When Pastor Sean encouraged us this past weekend to see the Christmas story without all the trappings we usually associate with the holiday, I was reminded of a book I read several years ago titled The Real Mary by Scot McKnight. In chapter after chapter McKnight takes a fresh look at this extraordinary woman, debunking every syrupy impression I’ve ever had of her!
I confess, before reading McKnight’s book, I never thought much about Mary – except at Christmas (and never, until now, in the month of March!). But truthfully, the holidays wouldn’t be the same without her, would they? Along with baby Jesus and Joseph, she appears faithfully each year – in Christmas programs, on fireplace mantles, in live nativity scenes, and in paintings on Christmas tree ornaments. And yes, she almost always has a soft blue scarf over her head!
So when McKnight talks about Mary in Chapter 3 of his book as a “Woman of Justice,” it’s an eye-opener for me. Her song, known as The Magnificat (Luke 1:46-55), is far more than “a pious canticle sung in liturgical churches” according to McKnight. “The Magnificat,” he says, “was for Mary’s world what ‘We Shall Overcome’ was to the African American community in the USA in the 1960s and 1970s.” I was in high school then – I remember the riots! The memory of those events and what transpired at that time gives me a whole different perspective on what Mary was singing about, you know??

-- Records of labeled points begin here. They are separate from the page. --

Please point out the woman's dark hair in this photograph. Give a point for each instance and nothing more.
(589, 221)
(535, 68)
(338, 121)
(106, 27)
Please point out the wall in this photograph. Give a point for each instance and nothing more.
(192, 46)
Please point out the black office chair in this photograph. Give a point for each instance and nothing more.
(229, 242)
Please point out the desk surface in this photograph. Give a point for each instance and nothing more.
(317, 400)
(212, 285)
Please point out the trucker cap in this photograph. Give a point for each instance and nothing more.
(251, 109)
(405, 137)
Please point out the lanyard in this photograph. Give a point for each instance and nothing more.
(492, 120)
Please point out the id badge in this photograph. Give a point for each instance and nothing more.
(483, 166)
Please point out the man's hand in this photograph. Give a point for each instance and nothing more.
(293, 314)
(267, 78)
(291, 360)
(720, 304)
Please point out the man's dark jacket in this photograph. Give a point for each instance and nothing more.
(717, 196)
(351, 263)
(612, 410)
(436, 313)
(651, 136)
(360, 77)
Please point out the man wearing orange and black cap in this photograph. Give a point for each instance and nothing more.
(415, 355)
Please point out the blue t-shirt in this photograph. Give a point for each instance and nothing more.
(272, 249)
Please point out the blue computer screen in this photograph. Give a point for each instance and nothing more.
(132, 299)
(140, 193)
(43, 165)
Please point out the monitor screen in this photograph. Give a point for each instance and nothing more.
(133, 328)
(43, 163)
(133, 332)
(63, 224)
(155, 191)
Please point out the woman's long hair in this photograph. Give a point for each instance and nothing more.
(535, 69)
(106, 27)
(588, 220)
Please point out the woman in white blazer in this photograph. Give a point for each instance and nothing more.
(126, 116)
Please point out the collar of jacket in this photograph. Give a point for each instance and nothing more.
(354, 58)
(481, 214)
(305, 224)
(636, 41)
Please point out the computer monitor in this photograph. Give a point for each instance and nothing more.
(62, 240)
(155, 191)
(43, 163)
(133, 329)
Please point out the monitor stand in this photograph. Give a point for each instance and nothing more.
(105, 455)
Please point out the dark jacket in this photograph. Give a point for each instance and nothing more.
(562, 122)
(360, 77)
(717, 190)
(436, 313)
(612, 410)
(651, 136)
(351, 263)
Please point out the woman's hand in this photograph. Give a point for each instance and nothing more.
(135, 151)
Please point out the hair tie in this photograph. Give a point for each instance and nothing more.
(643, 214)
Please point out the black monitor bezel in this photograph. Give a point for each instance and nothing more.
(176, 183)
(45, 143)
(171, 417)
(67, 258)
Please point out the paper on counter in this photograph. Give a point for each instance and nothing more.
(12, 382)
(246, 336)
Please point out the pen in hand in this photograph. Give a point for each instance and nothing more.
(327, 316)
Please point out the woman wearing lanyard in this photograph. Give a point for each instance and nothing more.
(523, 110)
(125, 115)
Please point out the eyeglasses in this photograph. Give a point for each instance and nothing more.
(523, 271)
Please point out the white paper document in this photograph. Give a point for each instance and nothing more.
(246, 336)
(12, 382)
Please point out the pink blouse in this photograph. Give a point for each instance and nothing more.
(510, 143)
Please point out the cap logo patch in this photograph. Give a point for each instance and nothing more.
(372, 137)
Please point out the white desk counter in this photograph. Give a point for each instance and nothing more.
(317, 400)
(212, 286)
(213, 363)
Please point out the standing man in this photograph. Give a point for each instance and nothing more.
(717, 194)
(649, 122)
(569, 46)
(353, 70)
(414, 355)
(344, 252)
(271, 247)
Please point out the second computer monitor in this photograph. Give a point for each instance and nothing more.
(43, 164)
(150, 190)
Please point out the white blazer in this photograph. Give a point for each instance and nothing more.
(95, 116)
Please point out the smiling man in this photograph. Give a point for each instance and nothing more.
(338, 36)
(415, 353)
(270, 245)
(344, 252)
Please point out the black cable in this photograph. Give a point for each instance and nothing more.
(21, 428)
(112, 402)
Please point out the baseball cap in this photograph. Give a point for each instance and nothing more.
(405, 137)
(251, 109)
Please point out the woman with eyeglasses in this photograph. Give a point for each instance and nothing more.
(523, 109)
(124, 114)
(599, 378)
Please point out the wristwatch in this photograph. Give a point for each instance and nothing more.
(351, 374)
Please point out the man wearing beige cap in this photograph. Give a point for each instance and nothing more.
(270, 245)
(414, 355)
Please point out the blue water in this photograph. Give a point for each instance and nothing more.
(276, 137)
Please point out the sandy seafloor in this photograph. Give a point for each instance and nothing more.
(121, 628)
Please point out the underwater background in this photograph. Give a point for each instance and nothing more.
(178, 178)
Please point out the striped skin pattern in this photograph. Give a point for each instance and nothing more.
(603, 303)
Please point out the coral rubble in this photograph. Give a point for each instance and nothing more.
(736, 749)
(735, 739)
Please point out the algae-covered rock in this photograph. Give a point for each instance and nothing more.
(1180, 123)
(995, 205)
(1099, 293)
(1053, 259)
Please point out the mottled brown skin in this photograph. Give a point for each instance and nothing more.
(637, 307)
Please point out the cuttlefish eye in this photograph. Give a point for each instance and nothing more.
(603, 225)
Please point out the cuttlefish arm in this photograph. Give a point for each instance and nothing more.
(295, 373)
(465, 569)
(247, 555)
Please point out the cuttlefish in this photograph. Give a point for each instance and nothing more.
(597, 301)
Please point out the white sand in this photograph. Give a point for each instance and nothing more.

Mary sees her new role as the mother of the Messiah – the One promised by God – not only with eyes of faith, but with eyes wide open to the reality of the world she lives in – a world in which Herod, king of Israel, rules with ruthless tyranny. She boldly proclaims God’s justice in her song saying, “He has brought down rulers from their thrones but lifted up the humble.” This woman has guts, doesn’t she? Even the Magi were warned by God to find a different route home so they could avoid the wicked Herod.
For those of us who only pull out the story of Jesus’ birth in December, there’s a wake-up call in what Mary sings, isn’t there? The Word has become flesh and is now dwelling in our hearts through the Holy Spirit. Like Mary, we have a call on our lives, too. It’s the call to show the real Jesus to the world of our time.